Além de prepararmos as atividades avaliativas gerais, ou seja, atividades que abarquem a maioria dos estudantes das turmas, precisamos construir instrumentos avaliativos adaptados.
Para cada prova, uma nova adaptação. A cada teste, outro teste; e podem ser dois ou mais, pois isso dependerá de quantos alunos com deficiência estarão na mesma série.
Somam-se a isso ainda trabalhos, atividades diversas, pareceres, plano de desenvolvimento individual, enfim, uma carga significativa de tarefas que demandam tempo em sua elaboração. Um trabalho extraclasse na maioria das vezes não remunerado.
Da educação infantil ao ensino médio, os professores das redes pública e privada de ensino são exigidos nas demandas estabelecidas pelas legislações e pelas direções/coordenações escolares.
Legislação
É importante lembrar que a legislação sobre o tema vem de longa data. Só a título de exemplo, em 1961, sob o governo de João Goulart, a Lei de Diretrizes e Bases da Educação (Lei 4.024) já tratava sobre educação para as crianças com deficiência, na época chamadas de “excepcionais” (termo em desuso).

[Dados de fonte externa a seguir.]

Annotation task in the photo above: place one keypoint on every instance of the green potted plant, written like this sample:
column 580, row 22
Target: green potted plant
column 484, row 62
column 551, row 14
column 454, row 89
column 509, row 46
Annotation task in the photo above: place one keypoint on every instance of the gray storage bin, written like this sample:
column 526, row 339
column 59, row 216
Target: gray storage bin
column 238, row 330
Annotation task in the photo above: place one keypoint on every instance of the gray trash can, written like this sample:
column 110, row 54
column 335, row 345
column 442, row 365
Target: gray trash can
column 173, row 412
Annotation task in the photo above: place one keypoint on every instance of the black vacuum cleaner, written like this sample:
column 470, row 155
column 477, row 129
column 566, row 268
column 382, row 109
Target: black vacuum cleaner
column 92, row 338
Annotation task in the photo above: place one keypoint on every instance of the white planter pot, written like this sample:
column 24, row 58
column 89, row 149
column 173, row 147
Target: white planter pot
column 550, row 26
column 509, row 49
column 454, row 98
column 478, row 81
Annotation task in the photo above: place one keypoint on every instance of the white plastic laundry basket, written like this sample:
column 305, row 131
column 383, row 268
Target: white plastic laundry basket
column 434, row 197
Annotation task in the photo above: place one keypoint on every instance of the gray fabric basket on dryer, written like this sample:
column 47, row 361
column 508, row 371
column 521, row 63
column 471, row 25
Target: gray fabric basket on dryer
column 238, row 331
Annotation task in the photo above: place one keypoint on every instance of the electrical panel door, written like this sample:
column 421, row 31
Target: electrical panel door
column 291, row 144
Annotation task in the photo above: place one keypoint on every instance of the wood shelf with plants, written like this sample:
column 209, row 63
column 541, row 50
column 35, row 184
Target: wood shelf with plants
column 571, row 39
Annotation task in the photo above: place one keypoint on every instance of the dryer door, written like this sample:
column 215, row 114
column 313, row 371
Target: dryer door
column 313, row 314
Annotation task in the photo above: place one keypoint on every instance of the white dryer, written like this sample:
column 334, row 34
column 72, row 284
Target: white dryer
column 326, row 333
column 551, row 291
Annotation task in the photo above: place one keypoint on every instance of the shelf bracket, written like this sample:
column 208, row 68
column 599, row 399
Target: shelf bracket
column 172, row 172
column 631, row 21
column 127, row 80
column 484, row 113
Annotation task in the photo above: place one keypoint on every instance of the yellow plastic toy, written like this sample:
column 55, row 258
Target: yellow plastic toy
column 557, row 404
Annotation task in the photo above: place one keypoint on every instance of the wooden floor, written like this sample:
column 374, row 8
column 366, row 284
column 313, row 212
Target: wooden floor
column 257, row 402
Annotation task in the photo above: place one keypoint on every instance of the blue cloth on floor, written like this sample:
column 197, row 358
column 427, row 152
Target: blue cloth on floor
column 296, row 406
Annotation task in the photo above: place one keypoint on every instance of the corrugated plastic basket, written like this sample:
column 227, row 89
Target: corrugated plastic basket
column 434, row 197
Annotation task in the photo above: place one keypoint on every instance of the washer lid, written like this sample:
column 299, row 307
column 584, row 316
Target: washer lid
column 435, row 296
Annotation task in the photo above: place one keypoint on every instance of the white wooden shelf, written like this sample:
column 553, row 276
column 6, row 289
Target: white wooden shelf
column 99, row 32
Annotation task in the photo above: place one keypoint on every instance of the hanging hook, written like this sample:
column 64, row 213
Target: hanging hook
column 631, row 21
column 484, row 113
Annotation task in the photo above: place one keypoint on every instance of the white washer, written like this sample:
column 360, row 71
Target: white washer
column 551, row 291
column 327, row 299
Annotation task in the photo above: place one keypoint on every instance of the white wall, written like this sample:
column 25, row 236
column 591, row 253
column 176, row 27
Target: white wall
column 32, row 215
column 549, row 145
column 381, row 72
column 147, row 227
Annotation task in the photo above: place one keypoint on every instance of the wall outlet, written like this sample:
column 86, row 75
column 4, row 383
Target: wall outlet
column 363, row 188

Houve nova LDB no ano de 1971, assim como foi incluído na nova Constituição Federal em 1988 o tema da educação para pessoas com deficiência, em seu artigo 208, bem como a ratificação da Convenção sobre os Direitos das Pessoas com Deficiência pelo Decreto Legislativo nº 186, em 9 de julho de 2008.
Atualmente, a mais importante legislação sobre inclusão é a Lei 13.146, de 6 de julho de 2015, a Lei Brasileira de Inclusão da Pessoa com Deficiência (Estatuto da Pessoa com Deficiência).
No Rio Grande do Sul, o Conselho Estadual de Educação (CEEd/RS) divulgou parecer no ano de 2022, orientando a rede pública e privada sobre a instituição de normas complementares para a oferta da educação especial no Sistema Estadual de Ensino.
A legislação sobre o tema, portanto, está consolidada. As diretrizes estão postas. As orientações estão claras. Hoje, discute-se sobretudo o método, ou seja, como a prática inclusiva de fato está sendo inclusiva.
O fazer em sala de aula é o desafio para os principais profissionais da educação: os professores, conforme lembra o professor HTS Lima, em O papel do professor no contexto inclusivo: uma reflexão a partir da teoria de subjetividade.
Direito à aprendizagem
Sendo assim, ao aluno com deficiência é garantido o direito de fazer parte do processo educacional, proporcionando a ele as mais adequadas condições de ensino e aprendizagem.
A ação para que isso se torne possível é encargo dos professores, os quais têm o dever de implementar práticas pedagógicas que garantam a todos os alunos o desenvolvimento escolar.
Cabe aos professores a elaboração das atividades adaptadas, de práticas e de dinâmicas em sala de aula que sejam coerentes com as capacidades e os limites cognitivos dos estudantes deficientes.
Faz parte ainda da nossa labuta pedagógica o planejamento das atividades, a avaliação com olhar sensível aos limites de cada aluno e a produção de pareceres e relatórios destinados aos diferentes setores escolares quando são solicitados, demonstrando o avanço ou não da aprendizagem dos alunos.
Dessa forma, os professores têm a mais importante das tarefas inclusivas, qual seja, o pleno desenvolvimento educacional do discente, respeitados os seus limites, usando de práticas e de estratégias para que a aprendizagem seja consolidada.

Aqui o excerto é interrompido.